A former marijuana enforcement officer and a Denver-based cannabis entrepreneur were indicted by a grand jury in connection with a massive trafficking ring that allegedly shipped marijuana out of state, while also fleecing numerous investors in a license-peddling scheme.
According to the indictment, first reported by the Cannabist on Tuesday, former marijuana enforcement officer, Renee Rayton; weed entrepreneur Scott Pack and his businesses Harmony Green LLC and HGCO LLC were charged as part of a broader interstate marijuana smuggling operation.
Growers and suspected middlemen in the operation, Travis Bridle and John Edward Loos, were also indicted.
According to the indictment obtained by the Cannabist, Pack’s businesses held 14 marijuana licenses but never made a legal sale. They instead used them as a front for the trafficking operation.
Pack and Rayton were already the target of fraud allegations in an operation that was illegally producing and selling millions of dollars worth of marijuana across state lines, according to the indictment.
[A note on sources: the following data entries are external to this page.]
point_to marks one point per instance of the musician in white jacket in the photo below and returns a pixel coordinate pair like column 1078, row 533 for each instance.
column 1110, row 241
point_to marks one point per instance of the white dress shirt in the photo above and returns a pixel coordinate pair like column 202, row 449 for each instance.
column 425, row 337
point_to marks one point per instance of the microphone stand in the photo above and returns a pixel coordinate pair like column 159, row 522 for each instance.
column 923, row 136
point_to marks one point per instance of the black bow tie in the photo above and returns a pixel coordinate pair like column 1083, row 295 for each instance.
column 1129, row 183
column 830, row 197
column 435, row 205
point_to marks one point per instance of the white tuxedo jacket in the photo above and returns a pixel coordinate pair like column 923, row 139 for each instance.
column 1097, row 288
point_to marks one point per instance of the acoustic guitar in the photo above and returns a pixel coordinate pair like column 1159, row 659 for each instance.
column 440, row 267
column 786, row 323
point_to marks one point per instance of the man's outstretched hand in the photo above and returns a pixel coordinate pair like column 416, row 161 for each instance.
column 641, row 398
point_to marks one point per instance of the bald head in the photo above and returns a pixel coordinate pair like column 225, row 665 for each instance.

Pack’s fraud issues came to light earlier this year, when he and his partner Rudy Saenz were sued by former investors who claimed they lost nearly $1 million.
Pack and Saenz apparently were using HGCO LLC as a shell company, which provided licenses that Harmony & Green LLC could never hold, according to the investigators.
“Harmony & Green LLC then scammed unknowing individuals into investing hundreds of thousands of dollars into a company, which never once sold legal marijuana in the state of Colorado, but provided a front for a successful illegal marijuana trafficking organization.”
Rayton, a former officer in Colorado’s Marijuana Enforcement Division (MED), got pulled into the operation nearly a year ago, when Scott Pack offered her a six-month, $8,000-per-month job as a “compliance consultant.”
Rayton worked for Pack, while also pocketing cash from illegal operations, within only two weeks of leaving her MED job, violating the required six-month “cooling off” period before former employees can work in an industry related to their oversight.
But that’s the least of Rayton’s worries. She has been charged with violation of state licensing authority and conspiracy to commit cultivation of more than 30 marijuana plants.
Pack and his companies got hit with 11 counts, all felonies: racketeering, conspiracy charges, several counts of securities fraud, money laundering, forgery, tax evasion and attempt to influence a public official.
The story, which has attracted national attention, was referred by our favorite Attorney General Jeff Sessions in a letter to Congress dated May 1, 2017, when he railed against the Rohrabacher-Farr Amendment, which prevents Justice Department funds from being used for prosecutions in states with medical marijuana laws.
The letter, reported by Tom Angell of Mass Roots, created quite a stir this week when it was revealed that Sessions had asked Congress for authority to prosecute individuals in states that have legalized marijuana for recreational or medical use.
“Drug traffickers already cultivate and distribute marijuana inside the United States under the guise of state medical marijuana laws,” Sessions wrote. “In particular, Cuban, Asian, Caucasian and Eurasian criminal organizations have established marijuana operations in state-approved marijuana markets. The individuals in these organizations often find a place for themselves within state regulatory systems.”